The protein expression changes in the myocardium. (A) Volcano plots of protein expression changes. Cut-off value: p < 0.05, fold change (FC) ≥ 1.5 (upregulation) or ≤ 0.67 (downregulation), the red and green point represents the upregulated and downregulated proteins, respectively. (B) C-means cluster diagram of differential proteins. The proteins are classified into 6 clusters according to their expression levels in each group, and the horizontal coordinate is the group, the vertical coordinate is the protein expression level (correction Z-value), each line represents one protein, larger membership values indicate that the protein is closer to the average level protein of this cluster. (C) Hierarchical clustering analysis of differential in empagliflozin (EMPA) and high glucose (HG) group. (D) GO enrichment of differential proteins in EMPA and HG groups. BP, biological process; CC, cellular component; and MF, molecular function.

FIGURE 4

The differential metabolite of the myocardium. (A,B) Volcano plots of differential metabolite. (A) High glucose (HG) group vs. control group; (B) empagliflozin (EMPA) group vs. HG group. Cut-off value: p < 0.05, fold change (FC) > 1.2 (upregulation) or < 0.67 (downregulation), the red and green point represents the upregulated and downregulated proteins, respectively. (C) Hierarchical clustering analysis of differential metabolite of myocardium in three groups. (D) The correlation diagram of differential metabolites in groups EMPA and HG (top 20). The blue point represents a negative correlation (negative value), and the red represents a positive correlation (positive value). (E) Receiver operating characteristic (ROC) curves of top 5 metabolites [top 5 areas under the curve (AUC)]. The vertical coordinate is the true positive rate (sensitivity), and the horizontal coordinate is the false positive rate (1—specificity).

FIGURE 5

Combined analysis of differential proteins and differential metabolites. (A,B) KEGG enrichment bubble diagram of differential proteins (A) and differential metabolites (B) in groups EMPA and HG. (C) Heat map of correlation between differential protein and differential metabolite expression.
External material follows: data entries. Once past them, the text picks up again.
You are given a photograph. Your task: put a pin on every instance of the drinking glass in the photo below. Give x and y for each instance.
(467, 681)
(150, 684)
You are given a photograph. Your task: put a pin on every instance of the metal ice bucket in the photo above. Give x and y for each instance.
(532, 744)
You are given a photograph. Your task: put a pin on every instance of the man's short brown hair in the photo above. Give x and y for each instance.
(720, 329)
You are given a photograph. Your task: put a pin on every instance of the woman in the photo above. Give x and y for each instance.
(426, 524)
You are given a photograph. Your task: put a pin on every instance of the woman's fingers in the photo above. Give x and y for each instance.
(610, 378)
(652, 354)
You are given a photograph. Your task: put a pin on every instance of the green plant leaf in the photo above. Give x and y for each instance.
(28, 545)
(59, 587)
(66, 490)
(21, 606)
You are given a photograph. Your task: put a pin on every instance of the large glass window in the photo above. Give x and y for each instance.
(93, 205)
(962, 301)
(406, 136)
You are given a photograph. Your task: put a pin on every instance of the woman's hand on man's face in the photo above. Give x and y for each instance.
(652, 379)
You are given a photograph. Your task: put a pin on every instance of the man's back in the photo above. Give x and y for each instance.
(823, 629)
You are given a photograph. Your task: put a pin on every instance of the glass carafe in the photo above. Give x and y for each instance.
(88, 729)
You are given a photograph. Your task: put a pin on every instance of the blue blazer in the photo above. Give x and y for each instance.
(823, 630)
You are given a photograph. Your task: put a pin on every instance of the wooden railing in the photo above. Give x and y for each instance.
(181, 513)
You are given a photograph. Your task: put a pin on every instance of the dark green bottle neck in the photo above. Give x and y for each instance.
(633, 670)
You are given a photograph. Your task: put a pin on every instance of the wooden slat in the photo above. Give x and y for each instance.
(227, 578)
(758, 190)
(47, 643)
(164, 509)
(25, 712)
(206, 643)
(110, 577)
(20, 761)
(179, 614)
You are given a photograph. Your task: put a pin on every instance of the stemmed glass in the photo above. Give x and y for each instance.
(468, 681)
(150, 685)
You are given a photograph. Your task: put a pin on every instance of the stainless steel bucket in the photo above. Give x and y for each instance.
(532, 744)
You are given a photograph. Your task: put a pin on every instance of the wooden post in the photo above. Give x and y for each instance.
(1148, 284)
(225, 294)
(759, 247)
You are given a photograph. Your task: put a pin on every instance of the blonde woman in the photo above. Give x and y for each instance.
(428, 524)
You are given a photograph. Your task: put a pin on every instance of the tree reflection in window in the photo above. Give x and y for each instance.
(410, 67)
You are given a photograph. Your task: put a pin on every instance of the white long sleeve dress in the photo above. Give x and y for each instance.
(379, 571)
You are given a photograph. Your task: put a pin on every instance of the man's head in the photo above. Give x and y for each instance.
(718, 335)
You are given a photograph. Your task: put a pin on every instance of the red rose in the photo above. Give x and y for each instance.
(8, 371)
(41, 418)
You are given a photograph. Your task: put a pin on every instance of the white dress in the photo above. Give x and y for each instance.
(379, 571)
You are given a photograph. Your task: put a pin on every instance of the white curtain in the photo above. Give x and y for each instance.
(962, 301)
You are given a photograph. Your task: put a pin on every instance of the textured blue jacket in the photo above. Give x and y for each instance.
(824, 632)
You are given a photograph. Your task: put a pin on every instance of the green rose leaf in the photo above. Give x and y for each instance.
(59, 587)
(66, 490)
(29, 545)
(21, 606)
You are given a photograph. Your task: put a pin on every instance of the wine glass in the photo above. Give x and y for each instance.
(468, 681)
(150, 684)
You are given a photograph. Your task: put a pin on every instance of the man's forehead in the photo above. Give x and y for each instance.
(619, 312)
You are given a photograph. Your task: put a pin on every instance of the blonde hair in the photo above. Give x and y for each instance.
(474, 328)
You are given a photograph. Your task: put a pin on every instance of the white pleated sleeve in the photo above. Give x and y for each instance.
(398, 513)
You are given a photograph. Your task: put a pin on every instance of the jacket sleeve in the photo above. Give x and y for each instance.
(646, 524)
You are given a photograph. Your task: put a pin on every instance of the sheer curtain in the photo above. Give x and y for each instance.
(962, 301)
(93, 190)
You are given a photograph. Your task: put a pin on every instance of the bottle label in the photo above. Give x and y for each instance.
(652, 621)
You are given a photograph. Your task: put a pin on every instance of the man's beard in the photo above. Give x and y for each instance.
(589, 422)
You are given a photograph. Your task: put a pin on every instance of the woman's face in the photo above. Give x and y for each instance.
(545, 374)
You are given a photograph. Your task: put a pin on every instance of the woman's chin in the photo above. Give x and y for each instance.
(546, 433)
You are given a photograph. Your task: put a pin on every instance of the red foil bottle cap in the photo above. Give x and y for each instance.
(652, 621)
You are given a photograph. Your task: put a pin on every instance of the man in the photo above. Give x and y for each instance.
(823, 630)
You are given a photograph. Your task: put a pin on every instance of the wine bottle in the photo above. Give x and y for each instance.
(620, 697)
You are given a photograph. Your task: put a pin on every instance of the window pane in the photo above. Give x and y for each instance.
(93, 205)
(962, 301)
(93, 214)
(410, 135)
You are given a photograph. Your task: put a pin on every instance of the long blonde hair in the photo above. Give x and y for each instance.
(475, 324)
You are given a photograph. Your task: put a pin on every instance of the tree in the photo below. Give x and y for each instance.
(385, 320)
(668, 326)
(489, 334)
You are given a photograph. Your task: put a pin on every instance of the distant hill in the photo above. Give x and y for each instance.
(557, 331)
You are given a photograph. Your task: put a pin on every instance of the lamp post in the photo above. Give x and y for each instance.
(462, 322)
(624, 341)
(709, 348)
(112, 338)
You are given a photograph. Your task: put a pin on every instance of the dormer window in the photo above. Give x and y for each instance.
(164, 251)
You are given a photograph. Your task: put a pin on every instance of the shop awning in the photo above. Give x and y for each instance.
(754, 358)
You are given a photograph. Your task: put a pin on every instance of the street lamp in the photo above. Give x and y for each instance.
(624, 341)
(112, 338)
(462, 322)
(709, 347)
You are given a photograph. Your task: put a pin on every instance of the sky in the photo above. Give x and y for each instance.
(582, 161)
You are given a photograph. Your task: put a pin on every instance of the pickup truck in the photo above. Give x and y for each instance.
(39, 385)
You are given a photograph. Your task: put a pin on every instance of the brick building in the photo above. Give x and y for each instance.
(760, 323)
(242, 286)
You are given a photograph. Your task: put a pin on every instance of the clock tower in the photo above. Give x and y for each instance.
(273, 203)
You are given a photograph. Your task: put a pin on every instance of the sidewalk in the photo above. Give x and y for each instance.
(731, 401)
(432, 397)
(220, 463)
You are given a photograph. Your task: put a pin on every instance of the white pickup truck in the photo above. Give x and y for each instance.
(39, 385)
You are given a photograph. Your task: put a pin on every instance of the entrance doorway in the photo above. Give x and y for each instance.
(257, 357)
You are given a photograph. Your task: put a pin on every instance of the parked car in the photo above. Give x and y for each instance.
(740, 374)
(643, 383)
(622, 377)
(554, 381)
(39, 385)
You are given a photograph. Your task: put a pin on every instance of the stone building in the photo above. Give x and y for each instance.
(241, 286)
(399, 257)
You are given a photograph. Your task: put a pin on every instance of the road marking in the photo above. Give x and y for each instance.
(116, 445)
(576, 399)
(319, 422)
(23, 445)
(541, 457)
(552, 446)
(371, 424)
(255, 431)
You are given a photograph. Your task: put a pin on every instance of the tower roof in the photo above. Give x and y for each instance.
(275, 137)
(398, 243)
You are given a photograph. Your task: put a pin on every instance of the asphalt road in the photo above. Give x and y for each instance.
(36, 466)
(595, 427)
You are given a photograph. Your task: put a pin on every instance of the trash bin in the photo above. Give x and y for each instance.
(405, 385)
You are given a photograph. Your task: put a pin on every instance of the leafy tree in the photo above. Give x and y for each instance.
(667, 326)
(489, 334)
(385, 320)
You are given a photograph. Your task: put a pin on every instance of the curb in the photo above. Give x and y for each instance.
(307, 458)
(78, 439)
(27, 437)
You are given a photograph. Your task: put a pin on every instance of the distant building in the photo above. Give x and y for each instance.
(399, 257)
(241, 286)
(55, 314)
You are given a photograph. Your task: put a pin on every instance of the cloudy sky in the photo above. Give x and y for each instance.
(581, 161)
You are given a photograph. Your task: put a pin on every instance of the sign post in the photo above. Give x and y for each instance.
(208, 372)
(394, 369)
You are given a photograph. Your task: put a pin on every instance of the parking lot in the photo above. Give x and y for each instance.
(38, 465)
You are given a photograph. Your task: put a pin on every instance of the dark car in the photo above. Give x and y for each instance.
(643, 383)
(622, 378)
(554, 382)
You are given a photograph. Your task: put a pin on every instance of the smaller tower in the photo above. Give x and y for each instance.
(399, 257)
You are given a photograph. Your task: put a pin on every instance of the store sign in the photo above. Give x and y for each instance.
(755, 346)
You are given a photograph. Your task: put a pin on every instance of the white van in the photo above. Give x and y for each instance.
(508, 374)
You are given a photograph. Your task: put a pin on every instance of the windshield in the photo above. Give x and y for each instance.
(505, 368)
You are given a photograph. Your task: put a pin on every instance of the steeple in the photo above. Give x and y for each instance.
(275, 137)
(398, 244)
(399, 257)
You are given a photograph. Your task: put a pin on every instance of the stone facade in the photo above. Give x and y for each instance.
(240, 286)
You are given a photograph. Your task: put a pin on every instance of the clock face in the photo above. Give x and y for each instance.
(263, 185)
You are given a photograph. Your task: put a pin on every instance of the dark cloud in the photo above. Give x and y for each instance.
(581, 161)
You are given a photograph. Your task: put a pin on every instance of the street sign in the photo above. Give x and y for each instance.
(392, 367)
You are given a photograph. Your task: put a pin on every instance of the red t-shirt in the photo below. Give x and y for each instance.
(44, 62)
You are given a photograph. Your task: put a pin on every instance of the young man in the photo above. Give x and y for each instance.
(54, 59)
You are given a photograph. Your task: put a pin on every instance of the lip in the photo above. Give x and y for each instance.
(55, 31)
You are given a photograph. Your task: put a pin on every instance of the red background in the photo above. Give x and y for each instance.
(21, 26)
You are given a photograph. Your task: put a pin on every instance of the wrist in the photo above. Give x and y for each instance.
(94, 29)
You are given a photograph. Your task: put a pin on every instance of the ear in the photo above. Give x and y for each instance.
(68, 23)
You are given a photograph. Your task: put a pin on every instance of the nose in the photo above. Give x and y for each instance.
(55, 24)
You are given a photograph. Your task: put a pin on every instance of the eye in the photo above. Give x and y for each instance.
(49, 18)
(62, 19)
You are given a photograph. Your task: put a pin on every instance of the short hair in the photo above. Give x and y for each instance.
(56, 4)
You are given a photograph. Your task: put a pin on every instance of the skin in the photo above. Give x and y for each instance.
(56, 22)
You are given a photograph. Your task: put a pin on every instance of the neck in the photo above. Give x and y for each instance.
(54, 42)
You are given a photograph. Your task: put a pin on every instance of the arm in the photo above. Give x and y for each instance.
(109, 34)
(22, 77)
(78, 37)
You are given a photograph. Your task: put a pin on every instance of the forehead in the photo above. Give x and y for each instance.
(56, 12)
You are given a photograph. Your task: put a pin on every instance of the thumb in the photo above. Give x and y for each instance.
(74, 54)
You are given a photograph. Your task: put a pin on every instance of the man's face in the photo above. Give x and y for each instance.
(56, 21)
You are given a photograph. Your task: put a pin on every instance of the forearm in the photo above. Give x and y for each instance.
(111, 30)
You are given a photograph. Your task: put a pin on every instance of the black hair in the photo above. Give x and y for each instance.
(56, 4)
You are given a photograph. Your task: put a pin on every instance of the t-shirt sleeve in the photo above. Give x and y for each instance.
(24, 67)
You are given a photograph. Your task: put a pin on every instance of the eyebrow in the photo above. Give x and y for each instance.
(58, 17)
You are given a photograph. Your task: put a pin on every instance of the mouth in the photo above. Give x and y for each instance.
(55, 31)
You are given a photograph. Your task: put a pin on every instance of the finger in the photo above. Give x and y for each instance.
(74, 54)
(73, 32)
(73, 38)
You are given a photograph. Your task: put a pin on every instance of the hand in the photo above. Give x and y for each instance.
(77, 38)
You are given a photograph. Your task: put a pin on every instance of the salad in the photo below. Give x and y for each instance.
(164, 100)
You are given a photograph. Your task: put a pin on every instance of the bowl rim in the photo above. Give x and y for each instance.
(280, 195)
The horizontal axis represents proteins, and the vertical axis represents metabolites. (D) Combined analysis of pathway enrichment of differential protein and metabolites. The yellow square represents the pathways shared by differential metabolites and differential proteins, and the circles and triangle represent the differential proteins and differential metabolites involved in the pathway, respectively. Circles represent differential proteins, triangles represent differential metabolites, red is represent up-regulated and green is down-regulated.